How much energy will be required to heat a #"1.0 kg"# mass of water from #25^@"C"# to #99^@"C"#?

Question

Wyatt Adkins · Accepted Answer

You'd need #"310 kJ"# to raise the temperature of 1 kg of water from #25# to #99^@"C"#. That means you have all the necessary data to apply the equation. #q = m * c * DeltaT#, where #q# - the amount of heat needed;
#m# - the mass of water - in your case 1.0 kg:
#c# - the specific heat of water;
#DeltaT# - the difference between the final temperature, #99^@"C"#, and the initial temperature, #25^@"C"#, of the water.  Enter your data into the formula to obtain #q = "1,000 g" * 4.18"J"/("g" * ^@"C") * (99-25)^@"C"# #q = "309,320 J" = "+309.3 kJ"# The response, rounded to two sig figs, is #q = "+310 kJ"#

Noah Aldrich · Answer

It will require #"310,000 J"#.

You must apply the following equation to get the answer to this question: #q = cmDeltaT#, where #q# is the quantity of heat gained or lost, #c# is the specific heat capacity (of water in this case), #m# is mass in grams, and #DeltaT# is the difference in temperature, #DeltaT=T_"final"-T_"initial"# Known/Given: #c_"water"= 4.184 "J"/("g"*""^("o")"C"# #m=1.0color(red)cancel(color(black)("kg"))xx"1000 g"/(1color(red)cancel(color(black)("kg")))=1.0xx10^3# #"g"# #T_i="25"^@"C"# #T_f="99"^@"C"# #DeltaT="99"^@"C" - "25"^@"C"="74"^@"C"# Unknown: #q# Resolution: Enter the known values into the formula and find the solution. #q=4.184"J"/(color(red)cancel(color(black)("g"))*""^@color(red)cancel(color(black)("C")))xx1.0xx10^3color(red)cancel(color(black)("g"))xx74^@color(red)cancel(color(black)("C")) = "310,000 J"# (rounded to two significant figures)

Cooper Anderson · Answer

undefined The specific heat capacity of water is 4.186 J/g°C. The formula to calculate heat energy (Q) is Q = mcΔT, where m is mass, c is specific heat, and ΔT is the temperature change.
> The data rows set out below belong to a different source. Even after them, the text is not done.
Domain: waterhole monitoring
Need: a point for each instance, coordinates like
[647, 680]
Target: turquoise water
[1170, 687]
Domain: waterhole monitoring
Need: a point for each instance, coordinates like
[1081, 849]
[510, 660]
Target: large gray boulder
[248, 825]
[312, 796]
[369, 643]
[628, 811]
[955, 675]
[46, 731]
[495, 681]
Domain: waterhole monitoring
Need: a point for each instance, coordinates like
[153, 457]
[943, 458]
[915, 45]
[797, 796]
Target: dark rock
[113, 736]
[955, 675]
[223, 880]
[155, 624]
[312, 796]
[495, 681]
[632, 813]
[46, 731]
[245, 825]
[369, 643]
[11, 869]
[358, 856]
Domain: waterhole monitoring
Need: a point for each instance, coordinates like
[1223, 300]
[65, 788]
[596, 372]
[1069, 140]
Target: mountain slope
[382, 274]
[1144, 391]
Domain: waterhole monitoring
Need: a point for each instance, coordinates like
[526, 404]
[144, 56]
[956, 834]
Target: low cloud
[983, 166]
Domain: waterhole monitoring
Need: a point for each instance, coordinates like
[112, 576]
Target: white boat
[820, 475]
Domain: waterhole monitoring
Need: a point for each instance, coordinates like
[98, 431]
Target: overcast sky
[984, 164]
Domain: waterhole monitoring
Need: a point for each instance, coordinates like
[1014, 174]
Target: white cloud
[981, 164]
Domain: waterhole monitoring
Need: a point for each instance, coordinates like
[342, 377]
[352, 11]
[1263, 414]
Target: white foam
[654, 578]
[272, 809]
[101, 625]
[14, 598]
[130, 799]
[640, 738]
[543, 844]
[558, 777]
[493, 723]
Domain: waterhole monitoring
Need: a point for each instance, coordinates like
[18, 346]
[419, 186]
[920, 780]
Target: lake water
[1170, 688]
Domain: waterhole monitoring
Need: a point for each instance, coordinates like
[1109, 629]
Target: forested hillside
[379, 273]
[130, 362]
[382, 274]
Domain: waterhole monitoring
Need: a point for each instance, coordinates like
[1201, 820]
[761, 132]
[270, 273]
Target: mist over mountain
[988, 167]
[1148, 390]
Q = (1.0 kg) * (4.186 J/g°C) * (99°C - 25°C). Calculate the result.

Noah Aldrich · Answer

undefined To calculate the energy required to heat a 1.0 kg mass of water from 25°C to 99°C, you can use the formula:

$$ Q = mcΔT $$

Where:
- $ Q $ is the heat energy (in joules),
- $ m $ is the mass of the substance (in kilograms),
- $ c $ is the specific heat capacity of the substance (in joules per kilogram per degree Celsius), and
- $ ΔT $ is the change in temperature (in degrees Celsius).

For water, the specific heat capacity ($ c $) is approximately $ 4186 \, \text{J/kg}^\circ\text{C} $.

Substituting the given values into the formula:

$$ Q = (1.0 \, \text{kg}) \times (4186 \, \text{J/kg}^\circ\text{C}) \times (99^\circ\text{C} - 25^\circ\text{C}) $$

$$ Q = (1.0 \, \text{kg}) \times (4186 \, \text{J/kg}^\circ\text{C}) \times (74^\circ\text{C}) $$

$$ Q = 308,564 \, \text{J} $$

So, the energy required to heat a 1.0 kg mass of water from 25°C to 99°C is $ 308,564 \, \text{J} $.